# Lump half way down windpipe



## DuckToller (26 December 2008)

Cob has got a large-ish lump about half way down his neck by his windpipe, but more to one side.  His windpipe is quite noticeable and close to the surface at the point where the lump is, but he is eating so I am sure it is not actually a lump stuck inside but rather a soft tissue swelling. 

It isn't hot, I can't see any head on it to suggest a thorn or intrusion, no bite marks or broken skin, he doesn't mind when I touch it, but it is quite noticeable, maybe size of a large egg and it seems to have come up during the day.  Well, bad owner that I am, I don't recall seeing it yesterday...

He doesn't seem in any pain, and my vet is also a  friend so am not keen to call her out on Boxing Day for a non-emergency.  Am going to check it again to see if it has grown any more, and will obviously call out a vet if it is worse, but any ideas pls?


----------



## RachelB (26 December 2008)

If it's something stuck in the oesophagus it would normally be a hard lump on the left of the neck, and the horse would normally be choking (I have a horse prone to choke!)
Other than that, I am baffled and will be interested to hear what others think!


----------



## Abbeygale (26 December 2008)

I had this on my arab a couple of months ago, and I did call the vet out as it wasn't going down.  He was still eating / drinking etc - but as I had only had him with me a couple of weeks I didn't really know him and thought the best thing to do was to get the vet to check it out. 

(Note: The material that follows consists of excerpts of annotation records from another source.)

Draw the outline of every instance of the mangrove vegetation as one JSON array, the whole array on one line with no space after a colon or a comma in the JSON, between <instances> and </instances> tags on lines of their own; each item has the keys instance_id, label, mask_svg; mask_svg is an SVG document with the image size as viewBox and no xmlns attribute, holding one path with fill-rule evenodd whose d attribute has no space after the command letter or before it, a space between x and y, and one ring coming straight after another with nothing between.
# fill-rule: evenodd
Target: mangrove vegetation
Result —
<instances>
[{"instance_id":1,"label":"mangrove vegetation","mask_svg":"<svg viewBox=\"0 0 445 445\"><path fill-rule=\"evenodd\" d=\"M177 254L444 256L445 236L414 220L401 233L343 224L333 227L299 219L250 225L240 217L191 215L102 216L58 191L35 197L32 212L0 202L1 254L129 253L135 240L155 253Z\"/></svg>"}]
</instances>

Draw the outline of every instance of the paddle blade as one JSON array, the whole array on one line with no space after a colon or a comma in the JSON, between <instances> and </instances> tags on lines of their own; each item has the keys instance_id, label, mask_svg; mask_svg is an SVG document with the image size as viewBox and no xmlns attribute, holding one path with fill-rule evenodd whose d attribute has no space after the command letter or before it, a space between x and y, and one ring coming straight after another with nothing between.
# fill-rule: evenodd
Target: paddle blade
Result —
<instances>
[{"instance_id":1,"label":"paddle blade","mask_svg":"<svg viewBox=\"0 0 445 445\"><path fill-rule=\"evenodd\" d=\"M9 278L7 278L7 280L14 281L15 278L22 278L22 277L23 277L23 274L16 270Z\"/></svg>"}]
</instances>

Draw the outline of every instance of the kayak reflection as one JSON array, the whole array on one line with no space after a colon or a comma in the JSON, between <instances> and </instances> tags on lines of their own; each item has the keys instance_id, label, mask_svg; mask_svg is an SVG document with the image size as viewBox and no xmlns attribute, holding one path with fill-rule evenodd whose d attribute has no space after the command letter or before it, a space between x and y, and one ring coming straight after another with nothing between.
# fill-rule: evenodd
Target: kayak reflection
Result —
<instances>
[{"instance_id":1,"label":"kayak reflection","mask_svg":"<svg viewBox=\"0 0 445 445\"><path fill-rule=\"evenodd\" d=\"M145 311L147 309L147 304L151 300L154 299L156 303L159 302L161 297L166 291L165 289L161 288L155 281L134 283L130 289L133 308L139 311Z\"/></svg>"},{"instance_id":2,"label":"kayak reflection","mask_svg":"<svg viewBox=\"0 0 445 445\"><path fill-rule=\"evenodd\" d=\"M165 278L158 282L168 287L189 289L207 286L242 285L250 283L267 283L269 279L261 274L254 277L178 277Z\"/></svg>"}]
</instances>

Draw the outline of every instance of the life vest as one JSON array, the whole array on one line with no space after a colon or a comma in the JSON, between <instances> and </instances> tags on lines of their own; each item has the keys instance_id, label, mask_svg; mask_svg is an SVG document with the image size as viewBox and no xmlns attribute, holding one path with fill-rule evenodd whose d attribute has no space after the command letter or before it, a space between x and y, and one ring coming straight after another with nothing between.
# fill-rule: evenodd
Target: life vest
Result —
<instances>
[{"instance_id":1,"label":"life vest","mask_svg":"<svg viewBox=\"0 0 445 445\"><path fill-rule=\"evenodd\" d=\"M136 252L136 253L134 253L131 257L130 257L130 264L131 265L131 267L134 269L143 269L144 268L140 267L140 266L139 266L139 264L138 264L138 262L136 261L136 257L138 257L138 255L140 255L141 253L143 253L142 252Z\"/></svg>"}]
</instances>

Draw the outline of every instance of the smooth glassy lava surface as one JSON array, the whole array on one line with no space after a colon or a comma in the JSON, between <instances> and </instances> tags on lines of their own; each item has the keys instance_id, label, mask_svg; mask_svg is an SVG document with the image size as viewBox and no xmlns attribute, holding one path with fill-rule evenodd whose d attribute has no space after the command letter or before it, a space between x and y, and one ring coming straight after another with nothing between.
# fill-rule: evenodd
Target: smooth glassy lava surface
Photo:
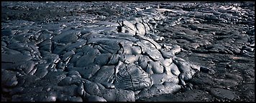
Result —
<instances>
[{"instance_id":1,"label":"smooth glassy lava surface","mask_svg":"<svg viewBox=\"0 0 256 103\"><path fill-rule=\"evenodd\" d=\"M1 2L1 101L255 101L254 2Z\"/></svg>"}]
</instances>

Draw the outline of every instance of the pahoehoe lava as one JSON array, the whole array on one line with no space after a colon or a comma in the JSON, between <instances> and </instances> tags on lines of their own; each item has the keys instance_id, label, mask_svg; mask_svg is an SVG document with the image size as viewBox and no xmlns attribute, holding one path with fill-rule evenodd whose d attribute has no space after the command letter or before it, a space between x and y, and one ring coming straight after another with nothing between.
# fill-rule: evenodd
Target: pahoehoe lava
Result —
<instances>
[{"instance_id":1,"label":"pahoehoe lava","mask_svg":"<svg viewBox=\"0 0 256 103\"><path fill-rule=\"evenodd\" d=\"M1 2L1 101L255 101L254 2Z\"/></svg>"}]
</instances>

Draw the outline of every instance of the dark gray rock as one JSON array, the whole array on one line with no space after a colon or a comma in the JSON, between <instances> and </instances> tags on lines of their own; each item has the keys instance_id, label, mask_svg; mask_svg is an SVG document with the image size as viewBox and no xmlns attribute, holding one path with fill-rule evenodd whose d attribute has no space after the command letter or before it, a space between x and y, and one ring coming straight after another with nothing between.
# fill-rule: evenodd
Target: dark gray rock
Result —
<instances>
[{"instance_id":1,"label":"dark gray rock","mask_svg":"<svg viewBox=\"0 0 256 103\"><path fill-rule=\"evenodd\" d=\"M211 94L218 98L228 99L232 100L237 97L237 95L232 91L220 89L220 88L212 88L211 89Z\"/></svg>"}]
</instances>

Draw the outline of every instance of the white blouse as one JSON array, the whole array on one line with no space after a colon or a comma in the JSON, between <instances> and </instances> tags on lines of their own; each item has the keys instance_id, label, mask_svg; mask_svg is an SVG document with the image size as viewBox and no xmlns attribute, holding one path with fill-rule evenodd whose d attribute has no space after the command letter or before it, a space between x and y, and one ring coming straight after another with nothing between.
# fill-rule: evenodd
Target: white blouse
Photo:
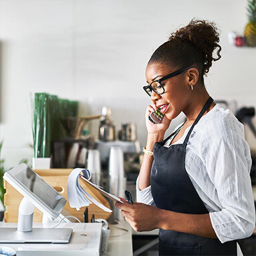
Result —
<instances>
[{"instance_id":1,"label":"white blouse","mask_svg":"<svg viewBox=\"0 0 256 256\"><path fill-rule=\"evenodd\" d=\"M183 143L190 128L173 144ZM164 146L172 146L172 140ZM221 243L247 237L255 227L251 167L243 124L231 111L215 105L191 132L185 168ZM137 179L136 191L138 202L154 205L150 186L140 190ZM237 252L242 255L239 247Z\"/></svg>"}]
</instances>

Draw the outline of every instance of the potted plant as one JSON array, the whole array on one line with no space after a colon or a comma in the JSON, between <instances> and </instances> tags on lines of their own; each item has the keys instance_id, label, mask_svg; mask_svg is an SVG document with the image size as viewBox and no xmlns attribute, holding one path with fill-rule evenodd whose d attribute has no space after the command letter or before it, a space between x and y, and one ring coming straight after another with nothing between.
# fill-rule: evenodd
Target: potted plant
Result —
<instances>
[{"instance_id":1,"label":"potted plant","mask_svg":"<svg viewBox=\"0 0 256 256\"><path fill-rule=\"evenodd\" d=\"M34 148L32 166L33 169L49 169L51 142L66 136L60 120L77 115L78 102L59 99L47 93L35 93L31 100Z\"/></svg>"},{"instance_id":2,"label":"potted plant","mask_svg":"<svg viewBox=\"0 0 256 256\"><path fill-rule=\"evenodd\" d=\"M3 220L5 208L3 206L3 195L5 193L5 189L3 188L3 176L5 173L4 160L1 158L1 152L3 146L3 141L0 142L0 221Z\"/></svg>"}]
</instances>

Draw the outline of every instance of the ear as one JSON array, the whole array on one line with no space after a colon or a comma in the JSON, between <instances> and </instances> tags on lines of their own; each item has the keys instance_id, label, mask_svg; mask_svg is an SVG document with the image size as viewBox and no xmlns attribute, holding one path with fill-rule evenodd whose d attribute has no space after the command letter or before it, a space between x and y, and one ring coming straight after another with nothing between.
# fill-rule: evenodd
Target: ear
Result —
<instances>
[{"instance_id":1,"label":"ear","mask_svg":"<svg viewBox=\"0 0 256 256\"><path fill-rule=\"evenodd\" d=\"M199 72L196 68L188 70L186 76L187 83L189 85L195 86L199 79Z\"/></svg>"}]
</instances>

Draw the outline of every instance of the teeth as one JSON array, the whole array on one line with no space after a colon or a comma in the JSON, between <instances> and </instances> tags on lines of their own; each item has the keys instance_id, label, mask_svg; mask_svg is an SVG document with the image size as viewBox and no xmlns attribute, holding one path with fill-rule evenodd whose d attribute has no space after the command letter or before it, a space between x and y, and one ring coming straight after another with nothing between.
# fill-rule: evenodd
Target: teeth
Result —
<instances>
[{"instance_id":1,"label":"teeth","mask_svg":"<svg viewBox=\"0 0 256 256\"><path fill-rule=\"evenodd\" d=\"M160 108L162 108L165 107L166 105L168 105L168 104L162 105L162 106L160 107Z\"/></svg>"}]
</instances>

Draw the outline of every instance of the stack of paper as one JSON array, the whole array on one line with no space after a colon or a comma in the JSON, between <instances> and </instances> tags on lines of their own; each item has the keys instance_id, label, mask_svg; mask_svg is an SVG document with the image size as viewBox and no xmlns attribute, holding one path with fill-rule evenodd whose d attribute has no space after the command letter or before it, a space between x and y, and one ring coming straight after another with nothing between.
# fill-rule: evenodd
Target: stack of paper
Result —
<instances>
[{"instance_id":1,"label":"stack of paper","mask_svg":"<svg viewBox=\"0 0 256 256\"><path fill-rule=\"evenodd\" d=\"M80 186L79 184L79 178L80 176L82 176L84 180L88 180L90 184L92 184L89 182L92 177L89 170L76 168L72 170L68 177L67 185L68 197L70 207L76 208L78 211L81 207L87 207L92 202L102 210L108 213L112 213L110 209L106 207L97 200L94 199ZM93 185L94 187L97 187L94 184L93 184ZM118 199L116 201L120 201L118 198L116 199Z\"/></svg>"}]
</instances>

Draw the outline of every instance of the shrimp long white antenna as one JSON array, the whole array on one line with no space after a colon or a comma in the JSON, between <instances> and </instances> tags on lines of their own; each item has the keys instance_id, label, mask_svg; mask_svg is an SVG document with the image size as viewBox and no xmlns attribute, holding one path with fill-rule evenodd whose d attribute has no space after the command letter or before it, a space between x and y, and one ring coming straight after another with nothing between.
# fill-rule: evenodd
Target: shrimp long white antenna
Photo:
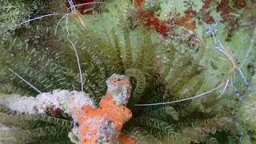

The vet thought that either he had been kicked in the windpipe or run into the gate - and it was a haematoma.  He drained it quite a bit with a big needle (!!).  Poor Rupert - had never really been stable before he came to me, then he came into a stable and had a strange man stick him withbig needles! 

Ruperts was quite a big handful of swelling - which went down about a third after the vet had drained it, and has taken quite a few weeks to go entirely.  Even now (probably about 6 - 8 weeks on) if you poke around his windpipe you can feel a bit of a lump - but you can't see anything normally. 

I hope that you neddie has the same thing - as it is essentially just a bruise if it is!


----------



## DuckToller (26 December 2008)

A large haematoma sounds likely as he likes to play rough with the others and I have seen them kick out at him a few times, often in that area as he bites them from behind!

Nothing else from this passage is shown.